Rooney ci rivolge uno sguardo interrogativo e cambia posizione, stando attento a non graffiare la carrozzeria con il cinturone.
«Un individuo sospetto si aggirava intorno a casa vostra stanotte e io ho mandato qualcuno a controllare, ecco perché» risponde Marino, senza lasciarmi il tempo di dare spiegazioni. Benton mi guarda, poi torna a fissare i binari. «Forse stava spiando Kay» aggiunge Marino con gusto, soddisfatto di sapere qualcosa su di me che Benton non sa.
«Non è un PR che forse spaccia droga nelle case popolari» dice Benton in un tono che non ammette repliche. «Non è di uno così che vi dovete preoccupare.

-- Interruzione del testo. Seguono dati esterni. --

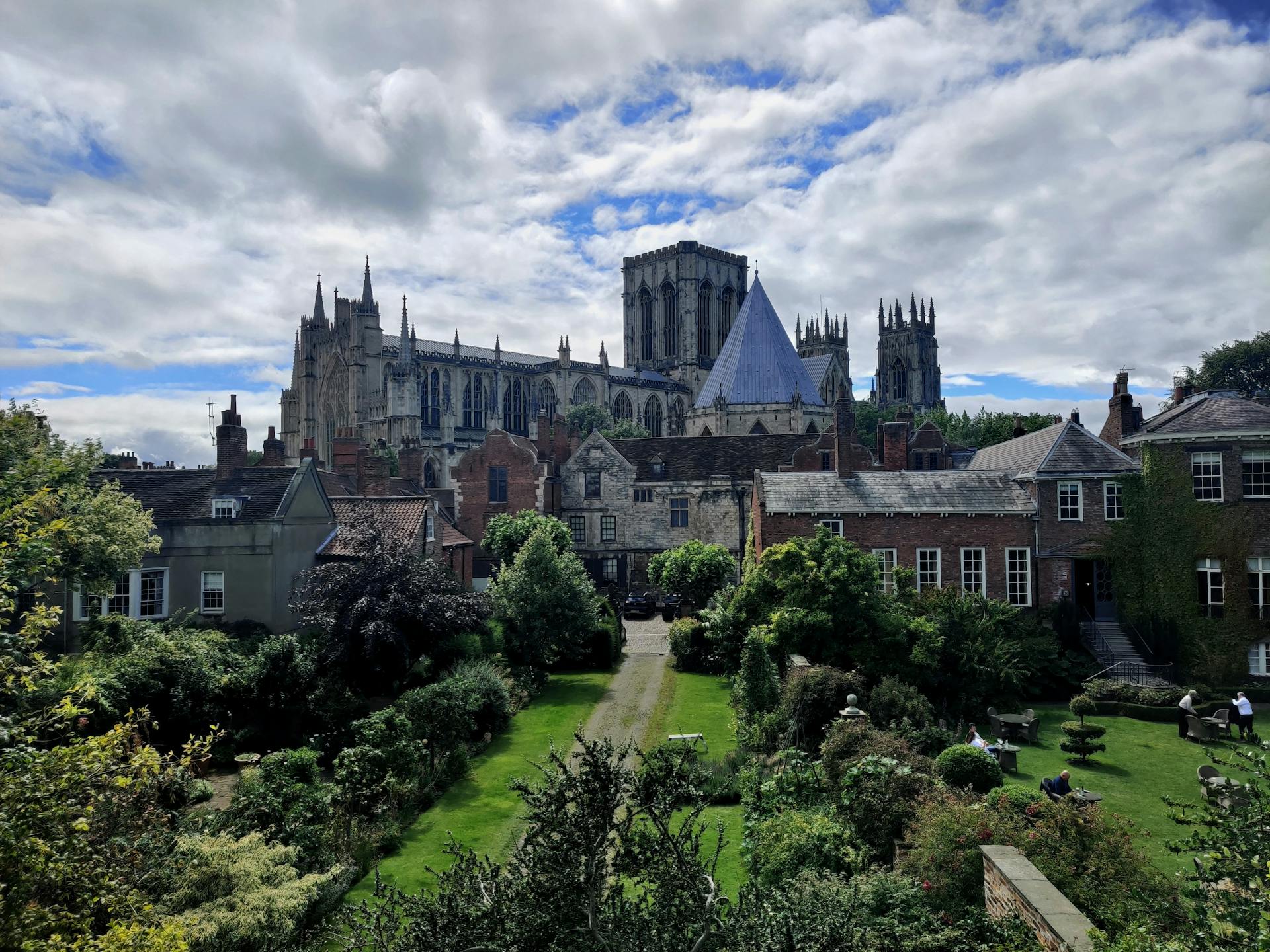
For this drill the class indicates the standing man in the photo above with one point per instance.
(1244, 711)
(1185, 709)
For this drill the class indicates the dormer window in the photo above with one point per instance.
(226, 508)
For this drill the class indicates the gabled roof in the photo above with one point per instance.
(186, 495)
(1208, 414)
(757, 364)
(1062, 448)
(702, 457)
(397, 520)
(894, 492)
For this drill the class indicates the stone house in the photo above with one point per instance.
(625, 500)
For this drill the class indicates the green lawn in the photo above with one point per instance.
(698, 703)
(480, 810)
(1143, 762)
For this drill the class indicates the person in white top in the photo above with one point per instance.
(1244, 713)
(1185, 709)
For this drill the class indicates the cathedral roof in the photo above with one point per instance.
(1058, 450)
(759, 364)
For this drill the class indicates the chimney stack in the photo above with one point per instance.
(275, 451)
(843, 432)
(230, 444)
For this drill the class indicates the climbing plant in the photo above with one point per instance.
(1152, 554)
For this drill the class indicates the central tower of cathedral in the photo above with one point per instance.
(908, 358)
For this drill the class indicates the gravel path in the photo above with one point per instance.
(626, 707)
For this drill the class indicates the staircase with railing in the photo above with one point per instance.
(1124, 654)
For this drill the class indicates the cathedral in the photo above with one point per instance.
(704, 354)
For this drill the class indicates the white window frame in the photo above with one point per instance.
(1255, 456)
(204, 589)
(1259, 594)
(132, 582)
(1206, 459)
(982, 571)
(1019, 589)
(1113, 489)
(887, 561)
(1080, 502)
(939, 569)
(1208, 567)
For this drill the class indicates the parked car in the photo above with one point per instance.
(639, 604)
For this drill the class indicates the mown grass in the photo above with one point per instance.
(480, 811)
(1143, 762)
(700, 703)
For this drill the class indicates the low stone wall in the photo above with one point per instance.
(1014, 887)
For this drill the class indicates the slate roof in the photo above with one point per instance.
(702, 457)
(757, 364)
(1208, 413)
(894, 492)
(1058, 450)
(186, 495)
(398, 520)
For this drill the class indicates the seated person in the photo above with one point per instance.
(974, 740)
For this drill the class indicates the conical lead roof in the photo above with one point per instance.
(757, 364)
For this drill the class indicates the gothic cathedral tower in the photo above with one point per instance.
(908, 360)
(679, 305)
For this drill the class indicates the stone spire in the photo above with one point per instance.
(319, 310)
(367, 295)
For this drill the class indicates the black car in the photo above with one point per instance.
(639, 604)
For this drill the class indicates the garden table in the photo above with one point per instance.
(1013, 725)
(1083, 797)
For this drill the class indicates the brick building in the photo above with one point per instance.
(625, 500)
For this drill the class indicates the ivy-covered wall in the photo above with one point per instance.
(1152, 555)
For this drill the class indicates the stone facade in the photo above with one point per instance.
(679, 303)
(1014, 887)
(908, 360)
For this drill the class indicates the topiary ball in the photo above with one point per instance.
(968, 767)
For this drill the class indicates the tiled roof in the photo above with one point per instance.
(702, 457)
(894, 492)
(1053, 451)
(1213, 412)
(757, 364)
(186, 495)
(397, 520)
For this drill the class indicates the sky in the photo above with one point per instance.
(1081, 186)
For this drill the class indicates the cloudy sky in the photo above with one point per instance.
(1081, 186)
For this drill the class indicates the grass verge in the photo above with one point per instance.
(479, 810)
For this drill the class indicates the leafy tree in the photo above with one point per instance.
(385, 611)
(588, 416)
(1242, 366)
(1082, 739)
(506, 534)
(626, 429)
(84, 814)
(695, 571)
(546, 603)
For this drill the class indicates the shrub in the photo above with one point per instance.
(789, 843)
(847, 742)
(689, 645)
(893, 701)
(812, 697)
(285, 800)
(878, 795)
(968, 767)
(1082, 739)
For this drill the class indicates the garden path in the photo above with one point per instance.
(632, 697)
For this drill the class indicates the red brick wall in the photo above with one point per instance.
(472, 474)
(907, 534)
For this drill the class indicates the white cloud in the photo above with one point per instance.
(1079, 212)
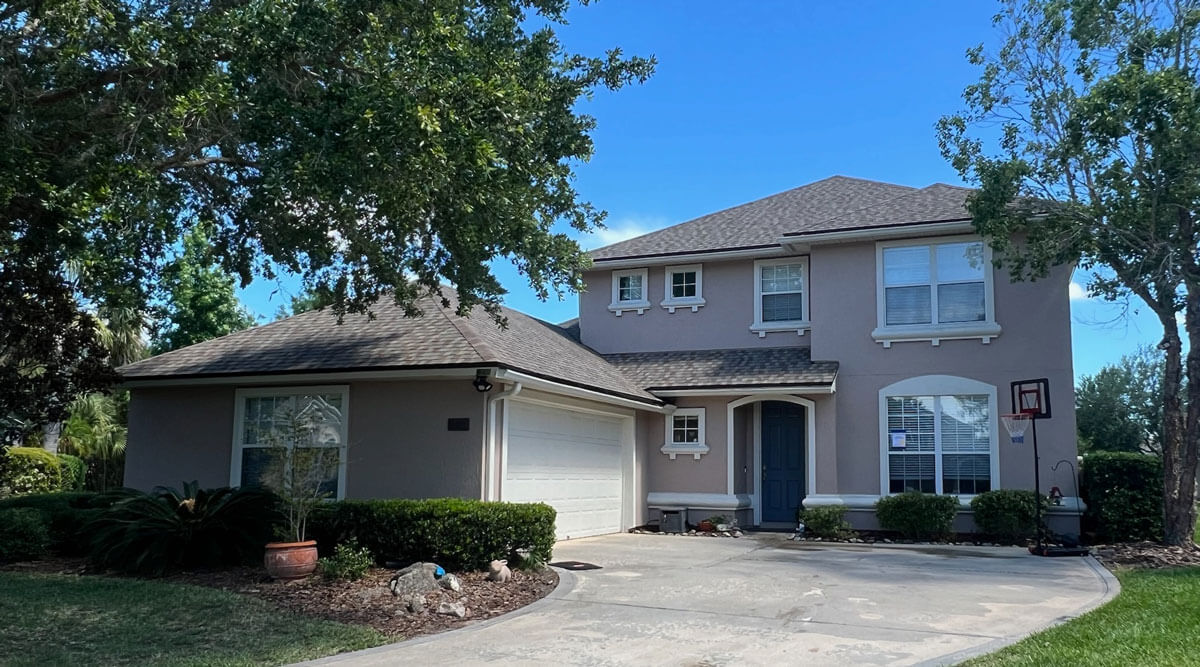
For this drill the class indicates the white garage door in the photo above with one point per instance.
(570, 461)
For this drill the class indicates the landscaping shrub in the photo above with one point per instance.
(23, 535)
(64, 515)
(455, 533)
(29, 470)
(151, 533)
(827, 522)
(1007, 514)
(75, 472)
(1123, 493)
(916, 515)
(349, 562)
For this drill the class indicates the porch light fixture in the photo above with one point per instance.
(480, 382)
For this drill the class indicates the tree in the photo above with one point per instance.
(1095, 113)
(1117, 408)
(201, 300)
(375, 148)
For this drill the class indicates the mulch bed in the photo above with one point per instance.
(366, 601)
(1146, 556)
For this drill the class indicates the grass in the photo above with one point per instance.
(1152, 622)
(57, 619)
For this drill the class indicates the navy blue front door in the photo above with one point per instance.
(783, 460)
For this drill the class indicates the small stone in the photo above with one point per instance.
(453, 610)
(450, 582)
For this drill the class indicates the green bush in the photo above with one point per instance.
(827, 522)
(349, 562)
(1007, 514)
(165, 529)
(30, 470)
(65, 515)
(75, 472)
(917, 516)
(454, 533)
(23, 535)
(1123, 493)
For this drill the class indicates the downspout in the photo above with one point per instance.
(490, 490)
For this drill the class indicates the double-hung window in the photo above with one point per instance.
(684, 288)
(630, 290)
(685, 432)
(931, 290)
(291, 436)
(781, 299)
(939, 444)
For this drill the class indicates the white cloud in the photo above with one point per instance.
(621, 230)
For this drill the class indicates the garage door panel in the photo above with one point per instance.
(569, 460)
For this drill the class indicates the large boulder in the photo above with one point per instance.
(415, 580)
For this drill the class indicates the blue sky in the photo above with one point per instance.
(751, 98)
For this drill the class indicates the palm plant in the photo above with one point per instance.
(156, 532)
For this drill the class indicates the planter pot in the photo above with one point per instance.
(291, 560)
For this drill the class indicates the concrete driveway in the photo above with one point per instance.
(762, 600)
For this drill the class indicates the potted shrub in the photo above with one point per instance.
(301, 469)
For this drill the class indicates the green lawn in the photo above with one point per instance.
(1155, 620)
(55, 619)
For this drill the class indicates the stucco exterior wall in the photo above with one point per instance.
(179, 434)
(724, 322)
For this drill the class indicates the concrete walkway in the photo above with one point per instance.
(762, 600)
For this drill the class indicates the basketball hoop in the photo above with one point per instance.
(1017, 425)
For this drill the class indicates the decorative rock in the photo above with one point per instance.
(415, 580)
(450, 582)
(498, 571)
(453, 610)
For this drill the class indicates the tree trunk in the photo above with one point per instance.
(1181, 432)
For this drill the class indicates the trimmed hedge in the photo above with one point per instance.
(1123, 492)
(75, 472)
(23, 535)
(1007, 514)
(916, 515)
(827, 522)
(454, 533)
(30, 470)
(64, 516)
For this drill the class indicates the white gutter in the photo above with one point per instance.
(490, 488)
(876, 233)
(579, 392)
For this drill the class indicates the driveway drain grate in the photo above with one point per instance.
(574, 565)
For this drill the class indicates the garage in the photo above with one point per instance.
(570, 460)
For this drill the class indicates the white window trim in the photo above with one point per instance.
(673, 449)
(239, 426)
(619, 306)
(694, 302)
(799, 325)
(935, 334)
(940, 385)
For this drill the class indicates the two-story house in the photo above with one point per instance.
(828, 344)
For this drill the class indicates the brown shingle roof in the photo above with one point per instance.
(315, 342)
(760, 223)
(724, 368)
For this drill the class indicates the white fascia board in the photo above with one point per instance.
(551, 386)
(875, 234)
(689, 258)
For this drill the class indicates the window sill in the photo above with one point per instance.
(983, 330)
(622, 306)
(672, 304)
(673, 450)
(763, 328)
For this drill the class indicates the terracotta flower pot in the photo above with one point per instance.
(291, 560)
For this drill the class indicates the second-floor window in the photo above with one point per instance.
(934, 284)
(780, 295)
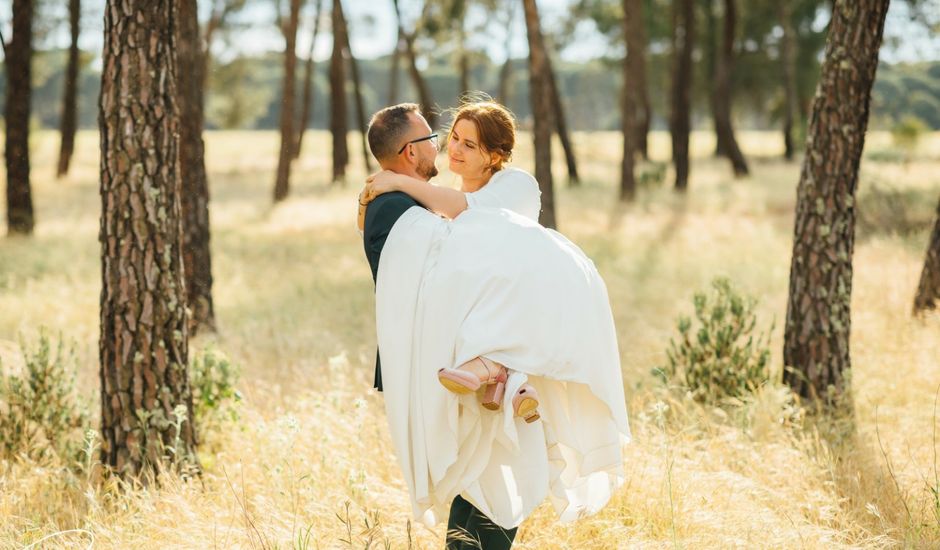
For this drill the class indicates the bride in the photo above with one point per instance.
(506, 306)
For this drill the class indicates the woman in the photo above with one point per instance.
(495, 288)
(480, 142)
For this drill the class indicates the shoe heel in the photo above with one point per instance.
(493, 396)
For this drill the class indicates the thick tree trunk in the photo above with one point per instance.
(561, 124)
(424, 93)
(928, 291)
(722, 95)
(307, 104)
(338, 127)
(146, 401)
(683, 39)
(816, 339)
(18, 54)
(357, 91)
(540, 94)
(788, 59)
(288, 138)
(632, 12)
(68, 123)
(197, 261)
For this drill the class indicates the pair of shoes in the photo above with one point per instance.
(462, 380)
(526, 403)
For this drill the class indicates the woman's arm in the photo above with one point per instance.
(443, 200)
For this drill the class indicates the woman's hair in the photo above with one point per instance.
(495, 125)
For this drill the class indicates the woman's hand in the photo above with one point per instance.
(380, 183)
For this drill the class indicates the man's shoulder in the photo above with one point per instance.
(387, 208)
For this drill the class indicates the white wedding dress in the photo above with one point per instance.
(494, 283)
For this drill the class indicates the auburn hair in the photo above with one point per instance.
(495, 125)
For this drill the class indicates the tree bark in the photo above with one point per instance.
(540, 94)
(68, 123)
(146, 401)
(561, 124)
(197, 261)
(816, 338)
(636, 40)
(393, 71)
(307, 104)
(357, 90)
(788, 59)
(723, 91)
(928, 291)
(19, 52)
(632, 18)
(683, 38)
(288, 138)
(424, 93)
(338, 127)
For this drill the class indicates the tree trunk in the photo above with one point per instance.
(197, 264)
(636, 40)
(683, 38)
(632, 18)
(307, 104)
(288, 138)
(424, 94)
(18, 56)
(928, 291)
(788, 58)
(540, 94)
(69, 98)
(561, 125)
(146, 401)
(722, 95)
(393, 72)
(357, 90)
(816, 338)
(338, 126)
(505, 72)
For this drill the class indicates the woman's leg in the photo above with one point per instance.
(468, 528)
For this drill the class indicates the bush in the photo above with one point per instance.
(40, 413)
(719, 357)
(213, 377)
(906, 133)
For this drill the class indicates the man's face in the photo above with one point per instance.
(425, 152)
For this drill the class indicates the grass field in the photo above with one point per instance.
(310, 456)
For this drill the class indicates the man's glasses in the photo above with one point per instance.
(432, 136)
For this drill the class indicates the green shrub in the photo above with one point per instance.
(213, 377)
(40, 413)
(717, 355)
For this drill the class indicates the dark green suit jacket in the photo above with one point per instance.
(381, 216)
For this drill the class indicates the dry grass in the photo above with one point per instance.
(294, 301)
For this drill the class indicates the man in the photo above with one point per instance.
(402, 141)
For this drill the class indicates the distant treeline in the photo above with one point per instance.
(244, 93)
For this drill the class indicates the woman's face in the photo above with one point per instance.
(466, 157)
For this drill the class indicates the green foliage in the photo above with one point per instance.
(213, 377)
(907, 132)
(717, 356)
(40, 413)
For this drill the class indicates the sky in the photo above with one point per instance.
(373, 30)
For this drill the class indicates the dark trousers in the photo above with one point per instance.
(469, 529)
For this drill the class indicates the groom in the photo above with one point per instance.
(402, 141)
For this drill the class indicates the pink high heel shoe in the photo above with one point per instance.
(526, 403)
(462, 381)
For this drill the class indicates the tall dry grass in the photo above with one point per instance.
(309, 463)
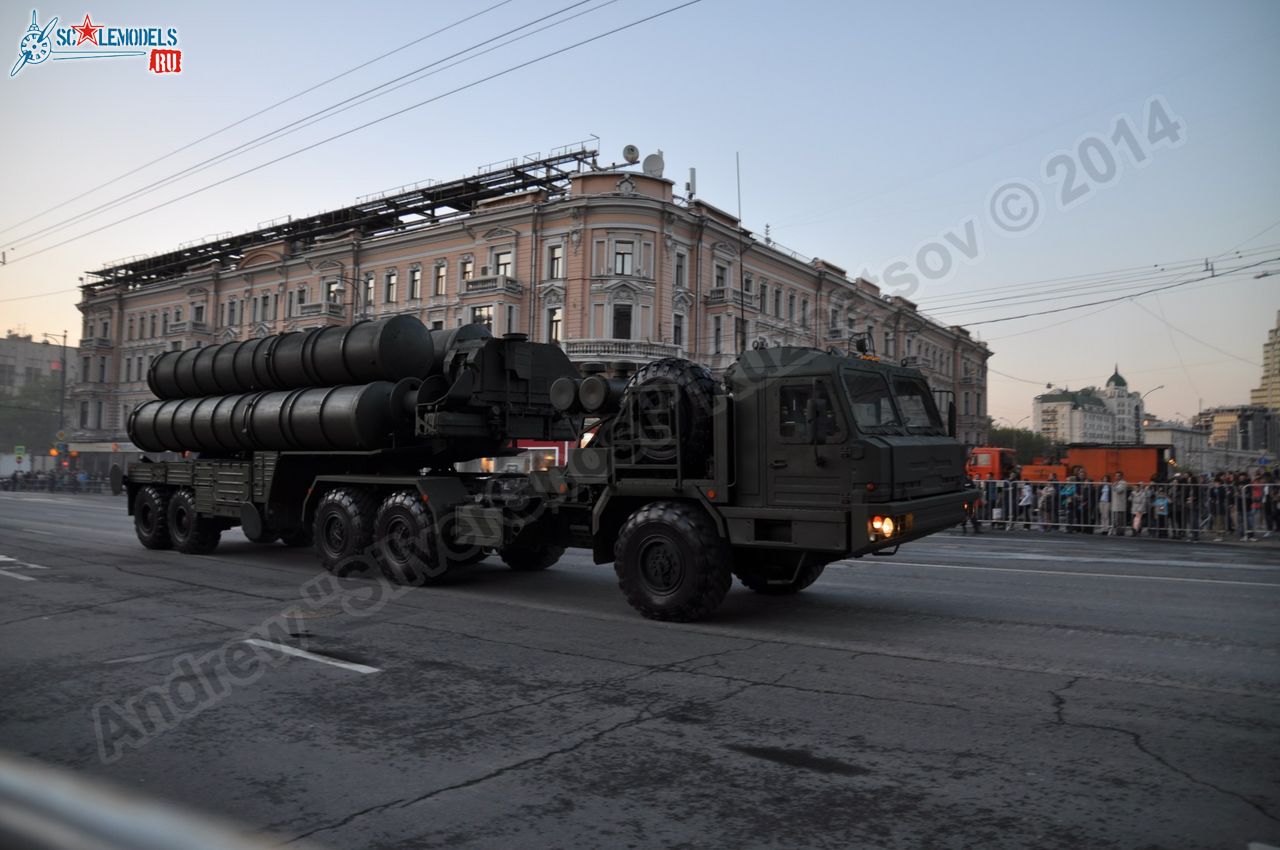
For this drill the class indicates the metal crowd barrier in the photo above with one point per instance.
(1175, 510)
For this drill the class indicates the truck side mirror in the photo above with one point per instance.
(816, 417)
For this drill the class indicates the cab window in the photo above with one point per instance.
(869, 398)
(792, 403)
(915, 401)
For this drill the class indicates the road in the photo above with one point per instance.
(1008, 690)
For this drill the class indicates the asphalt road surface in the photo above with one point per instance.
(1008, 690)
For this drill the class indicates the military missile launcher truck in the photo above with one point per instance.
(346, 438)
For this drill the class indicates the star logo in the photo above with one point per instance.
(87, 31)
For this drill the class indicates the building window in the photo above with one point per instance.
(624, 257)
(554, 321)
(556, 261)
(622, 321)
(502, 263)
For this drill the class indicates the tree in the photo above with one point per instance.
(1025, 443)
(30, 416)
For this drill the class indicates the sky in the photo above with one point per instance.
(986, 160)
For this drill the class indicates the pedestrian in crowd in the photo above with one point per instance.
(1120, 505)
(1141, 502)
(1045, 506)
(1105, 505)
(1024, 505)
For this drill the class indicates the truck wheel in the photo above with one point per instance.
(758, 580)
(696, 389)
(151, 517)
(405, 540)
(671, 563)
(191, 533)
(531, 558)
(343, 530)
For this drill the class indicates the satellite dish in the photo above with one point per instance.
(653, 165)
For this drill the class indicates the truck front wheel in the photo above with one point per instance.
(405, 540)
(151, 517)
(671, 563)
(191, 533)
(343, 530)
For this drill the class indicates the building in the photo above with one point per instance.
(607, 263)
(1244, 428)
(1192, 448)
(1267, 394)
(1089, 415)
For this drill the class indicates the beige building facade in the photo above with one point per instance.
(609, 264)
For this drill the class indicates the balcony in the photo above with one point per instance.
(639, 350)
(324, 309)
(179, 328)
(492, 283)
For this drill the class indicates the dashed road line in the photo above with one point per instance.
(304, 653)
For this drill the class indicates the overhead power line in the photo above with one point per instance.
(368, 124)
(252, 115)
(307, 120)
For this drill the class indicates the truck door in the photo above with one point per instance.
(801, 461)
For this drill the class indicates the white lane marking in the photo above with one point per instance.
(1087, 575)
(304, 653)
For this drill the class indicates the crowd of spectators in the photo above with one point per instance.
(56, 481)
(1187, 507)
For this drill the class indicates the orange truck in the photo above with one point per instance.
(1137, 462)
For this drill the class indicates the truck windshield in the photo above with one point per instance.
(915, 401)
(871, 402)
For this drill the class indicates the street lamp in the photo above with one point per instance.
(62, 368)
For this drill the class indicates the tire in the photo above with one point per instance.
(531, 558)
(405, 542)
(151, 517)
(343, 530)
(191, 533)
(758, 580)
(671, 565)
(696, 389)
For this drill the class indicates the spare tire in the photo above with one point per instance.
(647, 414)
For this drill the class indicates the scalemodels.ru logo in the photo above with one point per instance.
(97, 41)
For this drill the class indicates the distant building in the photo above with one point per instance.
(1089, 415)
(1267, 394)
(611, 265)
(1246, 428)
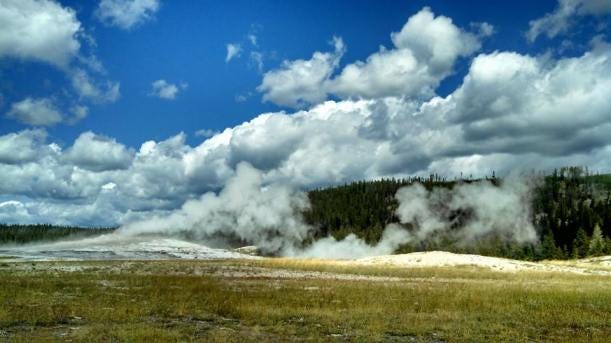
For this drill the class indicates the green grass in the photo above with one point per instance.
(196, 301)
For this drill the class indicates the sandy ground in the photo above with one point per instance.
(598, 266)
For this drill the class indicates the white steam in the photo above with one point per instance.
(246, 212)
(469, 211)
(354, 247)
(243, 211)
(268, 217)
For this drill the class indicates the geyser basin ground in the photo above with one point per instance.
(292, 300)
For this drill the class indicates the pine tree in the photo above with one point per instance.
(597, 242)
(580, 244)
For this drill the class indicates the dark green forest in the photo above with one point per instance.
(20, 234)
(571, 213)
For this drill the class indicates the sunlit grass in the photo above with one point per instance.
(190, 300)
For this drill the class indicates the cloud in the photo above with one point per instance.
(126, 14)
(206, 133)
(22, 147)
(564, 17)
(298, 83)
(46, 31)
(41, 30)
(37, 112)
(510, 111)
(98, 153)
(164, 90)
(233, 50)
(424, 53)
(78, 112)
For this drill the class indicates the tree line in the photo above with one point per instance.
(571, 213)
(21, 234)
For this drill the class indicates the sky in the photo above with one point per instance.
(114, 110)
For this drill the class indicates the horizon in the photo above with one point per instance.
(115, 111)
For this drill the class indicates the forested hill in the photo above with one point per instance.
(20, 234)
(571, 212)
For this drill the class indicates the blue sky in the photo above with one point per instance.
(186, 42)
(115, 110)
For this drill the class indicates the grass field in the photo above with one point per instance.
(282, 300)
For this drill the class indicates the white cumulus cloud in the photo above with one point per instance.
(165, 90)
(37, 112)
(41, 30)
(126, 14)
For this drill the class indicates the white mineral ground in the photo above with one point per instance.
(113, 247)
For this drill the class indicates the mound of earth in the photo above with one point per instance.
(446, 259)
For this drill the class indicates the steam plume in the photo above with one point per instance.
(469, 211)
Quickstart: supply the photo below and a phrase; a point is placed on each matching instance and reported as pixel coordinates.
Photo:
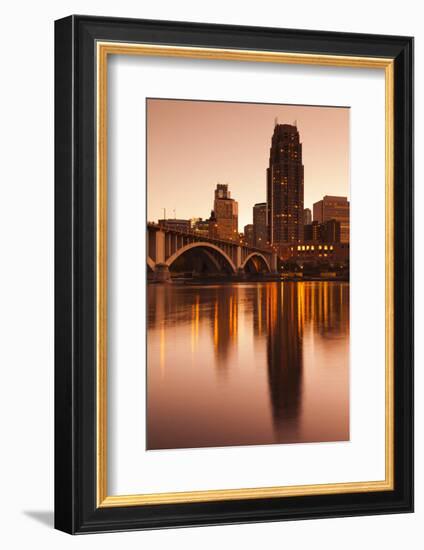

L’assassino che state cercando non è uno che denuncia la scomparsa della donna che ha appena ucciso e dà il proprio nome a un investigatore di polizia.»
«Cosa ne sai?» replica Marino. «Troveremo Swanson e lo faremo parlare.»
«Ha detto che ha avuto una nottataccia, che era agitato, ha girato a lungo in macchina, è tornato a casa a fare la doccia e a cambiarsi e ha comprato i due caffè prima di andare al lavoro» riassume Rooney.
«Agitato?» dice Machado. «Ti è sembrato agitato?»
«Sì, mi è sembrato nervoso e agitato. E anche spaventato. Ma tanti si spaventano quando vengono fermati dalla polizia.» Rooney si volta mentre un vecchio furgone Chevrolet bianco con delle scale sul tetto sbuca da Vassar Street e viene verso di noi. «Non ci sono mandati di cattura su di lui. Non c’era motivo di trattenerlo.»
«Be’, ora c’è» ribatte Marino.
Con aria preoccupata un uomo tarchiato ci fissa dal sedile del passeggero, spalanca la portiera prima che il furgone si sia fermato del tutto e scende. Si dirige velocemente verso il pick-up nero ed è evidente che è il proprietario, Enrique Sanchez, e che è sulle spine. Jeans, giacca a vento e scarponi da lavoro tutti graffiati, ha il naso rosso, la faccia gonfia e la pancia del forte bevitore.
«Lo lascio qui quando mi faccio dare un passaggio fino a casa. Se bevo una birra con gli amici» dice a voce alta, con forte accento spagnolo, guardandoci con gli occhi sgranati.
Benton mi fa un cenno e ci incamminiamo verso i binari.
«Lo ha lasciato qui quando? E ha bevuto una birra dove?» chiede Marino a Enrique Sanchez avvicinandosi.
«Ieri pomeriggio alle cinque. Al Plough. Ci sono stato meno di due ore, poi il mio amico mi ha portato a casa ed è venuto a prendermi stamattina.»
«Il Plough in Mass Avenue?» chiede Marino. «Fanno degli ottimi sandwich cubani. Le succede spesso di lasciare qui il furgone di notte?»